Archbishop Lwanga issues decree on Eucharist, introduces contracts for priests

Monday February 03 2020

Kampala Archbishop Cyprian Kizito Lwanga. FILE PHOTO

The Kampala Archbishop Cyprian Kizito Lwanga has issued a decree guiding the proper celebration of Eucharist as well as introducing work contracts for Priests in the new sweeping changes in the Archdiocese. 

The Director of the Social Communications Department of Kampala Archdiocese, Fr Joseph Mukasa Nkeera, has since confirmed the development revealing that the directives were issued during a high-level meeting with the clergy and senior executive committees of parishes at Rubaga Cathedral in Kampala on Saturday. 

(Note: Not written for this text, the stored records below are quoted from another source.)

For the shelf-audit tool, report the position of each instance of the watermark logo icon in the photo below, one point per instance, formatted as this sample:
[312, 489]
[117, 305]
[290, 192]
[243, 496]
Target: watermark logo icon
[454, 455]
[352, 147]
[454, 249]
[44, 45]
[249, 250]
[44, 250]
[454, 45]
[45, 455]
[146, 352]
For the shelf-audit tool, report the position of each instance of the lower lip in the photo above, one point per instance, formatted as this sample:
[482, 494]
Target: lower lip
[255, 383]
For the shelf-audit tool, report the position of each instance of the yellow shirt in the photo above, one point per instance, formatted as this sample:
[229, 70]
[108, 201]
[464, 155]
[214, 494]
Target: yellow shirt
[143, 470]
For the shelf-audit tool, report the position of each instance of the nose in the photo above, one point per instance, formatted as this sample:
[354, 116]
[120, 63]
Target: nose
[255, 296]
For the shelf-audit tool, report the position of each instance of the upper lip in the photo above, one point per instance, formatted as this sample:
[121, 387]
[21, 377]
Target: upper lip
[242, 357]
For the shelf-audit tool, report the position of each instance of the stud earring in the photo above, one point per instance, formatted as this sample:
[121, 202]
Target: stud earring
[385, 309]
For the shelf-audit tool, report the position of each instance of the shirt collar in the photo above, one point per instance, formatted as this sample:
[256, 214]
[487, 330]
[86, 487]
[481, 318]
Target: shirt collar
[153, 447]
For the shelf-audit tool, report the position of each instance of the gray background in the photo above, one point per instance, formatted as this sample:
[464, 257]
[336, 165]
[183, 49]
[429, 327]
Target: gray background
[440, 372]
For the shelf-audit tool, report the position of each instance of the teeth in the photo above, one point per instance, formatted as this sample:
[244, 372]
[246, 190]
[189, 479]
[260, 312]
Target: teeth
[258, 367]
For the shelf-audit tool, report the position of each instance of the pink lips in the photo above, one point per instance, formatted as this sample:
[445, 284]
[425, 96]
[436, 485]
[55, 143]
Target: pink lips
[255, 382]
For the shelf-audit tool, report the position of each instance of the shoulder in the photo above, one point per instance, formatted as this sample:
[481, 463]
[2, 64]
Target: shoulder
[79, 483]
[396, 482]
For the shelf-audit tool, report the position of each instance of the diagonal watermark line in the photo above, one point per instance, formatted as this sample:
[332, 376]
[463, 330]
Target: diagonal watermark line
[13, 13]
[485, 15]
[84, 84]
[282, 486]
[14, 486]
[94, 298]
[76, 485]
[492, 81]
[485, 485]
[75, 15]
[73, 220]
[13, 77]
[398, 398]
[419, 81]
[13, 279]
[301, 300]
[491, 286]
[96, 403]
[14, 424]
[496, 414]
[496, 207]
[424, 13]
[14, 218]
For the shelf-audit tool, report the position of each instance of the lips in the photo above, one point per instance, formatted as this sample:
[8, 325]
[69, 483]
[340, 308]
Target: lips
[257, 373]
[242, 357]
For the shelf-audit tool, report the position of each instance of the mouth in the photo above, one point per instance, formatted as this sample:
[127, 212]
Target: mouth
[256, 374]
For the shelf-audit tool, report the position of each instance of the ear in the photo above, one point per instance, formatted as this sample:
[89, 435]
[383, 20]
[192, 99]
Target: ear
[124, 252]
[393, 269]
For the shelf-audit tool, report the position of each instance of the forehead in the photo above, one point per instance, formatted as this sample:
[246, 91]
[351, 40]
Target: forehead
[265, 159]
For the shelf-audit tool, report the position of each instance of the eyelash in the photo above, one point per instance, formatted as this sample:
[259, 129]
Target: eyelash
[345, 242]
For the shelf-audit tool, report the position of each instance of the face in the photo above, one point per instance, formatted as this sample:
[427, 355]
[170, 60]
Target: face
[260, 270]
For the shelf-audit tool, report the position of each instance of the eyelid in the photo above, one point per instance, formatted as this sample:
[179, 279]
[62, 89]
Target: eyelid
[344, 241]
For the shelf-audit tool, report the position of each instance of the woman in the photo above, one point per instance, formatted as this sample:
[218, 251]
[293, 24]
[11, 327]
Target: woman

Fr Nkeera says that every priest will be required to serve for three years in any given parish, school or area. From there, his contract can then be renewed for another three years, after which he will be transferred to another area. He said no priest will be allowed to serve beyond two three-year tenures at a parish. 

“Yes, the decision was made and it is to be implemented effectively,” said Fr Nkeera who however never wanted to disclose the factors behind the changes. “This is not something new, it has been the practice in many other areas though it is not popular in Uganda,” he added. 

He added that the directive is only limited to Kampala Archdiocese. He further pointed out that Christians should not be confused about the jurisdiction of Kampala Archdiocese with that of the ecclesiastical province of Kampala since the two are different.  

In a similar development, the Archbishop also highlighted that the holy sacrament of Eucharist which the Catholic Church honours as one of her most exalted mysteries, has been greatly abused with several rogue practices that have been rather becoming normal. 


According to the communication sent out to all parishes, Archbishop Lwanga in conformity with the liturgical and canonical norms of the Church which requires him to fend off abuses in the liturgical life of the Church, issued five decrees noting that they must be followed with immediate effect. 

The decree has made it illegal to receive the Holy Communion in the hands. Archbishop Lwanga says that although the church holds the Holy Eucharist in the highest honour, there have been many reported instances of dishonouring the Eucharist that has been associated with its reception. 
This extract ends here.